Friday, April 18, 2014

Mike Harvkey's "In the Course of Human Events"

Mike Harvkey was born and raised in rural Missouri. He is a graduate fellow of Columbia University's Creative Writing MFA Program, a winner of Zoetrope All-Story Magazine's short fiction contest, and a black belt in Kyokushin karate. His short stories have been published in Mississippi Review, Alaska Quarterly Review, Zoetrope All-Story Magazine, and other publications. He has been a contributing writer to The Believer, NYLON, NYLON Guys, Trunk, Backstage, Publishers Weekly, and The L.

Here Harvkey dreamcasts an adaptation of his new novel, In the Course of Human Events:
The only character in my novel who ever brought an actor to mind as I wrote was Jay Smalls, my novel's frightening patriarch and a character the author Aaron Gwyn (Wynne's War) called "a villain that would haunt Tyler Durden's dreams." Gwyn wasn't kidding; I had a dream about Jay. And in it, he looked an awful lot like John Hawkes. Hawkes's frightening "Teardrop" in Winter's Bone felt to me like a warm-up for Jay Smalls. Hawkes has a wide range, but on one side of it is some mean-spirited stuff.

He showed the opposite edge of that range in The Sessions, costarring with Helen Hunt. Hunt, aging gracefully unlike so many American actresses, has always been naturally sympathetic. But she's never been more interesting than she now, at 50. With Hawkes she had real chemistry and showed how fearless she can be if given the chance. All of this makes her a good choice for Jay's wife Jan, my book's most sympathetic character. My director of choice has been stocking his movies lately with yesterday's stars who few others bother with anymore, so I think he'd go for the this casting call.

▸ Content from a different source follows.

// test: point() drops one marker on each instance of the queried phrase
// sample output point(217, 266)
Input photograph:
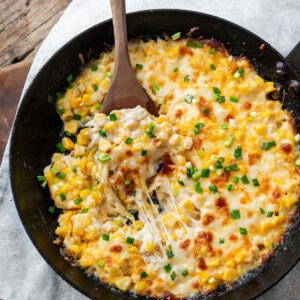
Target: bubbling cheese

But the story belongs to Clyde Twitty, a typical Midwestern guy. Decent, kind, caring. But the fallout from the economic collapse has saddled him with an anger that has no outlet. Beaten down by life and the broken promise of the American Dream, Clyde is numb when we meet him. Under Jay's brutal tutelage, however, Clyde gains confidence and, in time, adopts his teacher's extremist views. If the transformation weren't so troubling, you could almost say Clyde blossoms. I think Dean DeHaan, whose career is on fire, is a great fit for Clyde. DeHaan is 27 but looks 18 and has a fragile, almost sickly innocence that masks a sinister shadow. The casting director of this summer's Spiderman film saw it, picking DeHaan to play the villain. When Spidey's done with him he'll play one of cinema's biggest legends--James Dean--in Life.

My director of choice? Lars von Trier, naturally. Von Trier and my novel actually have an awful lot in common, and it's not just an obsession with the martyr complex. It's a fascination with America--its mythology, its standing in the world, and its promise. Since Dancer in the Dark, von Trier has set most of his films in the U.S. In Manderlay he took on our country's fraught relationship to race, a subject that also informs my book. Dancer in the Dark was about violence, justice, and the far-reaching power of the state, subjects I've also taken on. Von Trier is an outsider, a megalomaniac, a provocateur. He shoots beautifully, his films are audacious and visceral, he's naughty, and he gets fine performances. Best of all, with few overseers telling him what he can't do, von Trier could turn in a 3- or even 4-hour cut of In the Course of Human Events, which would make me delirious. The more I think about it the more certain I am: Lars von Trier is the right lunatic for the job.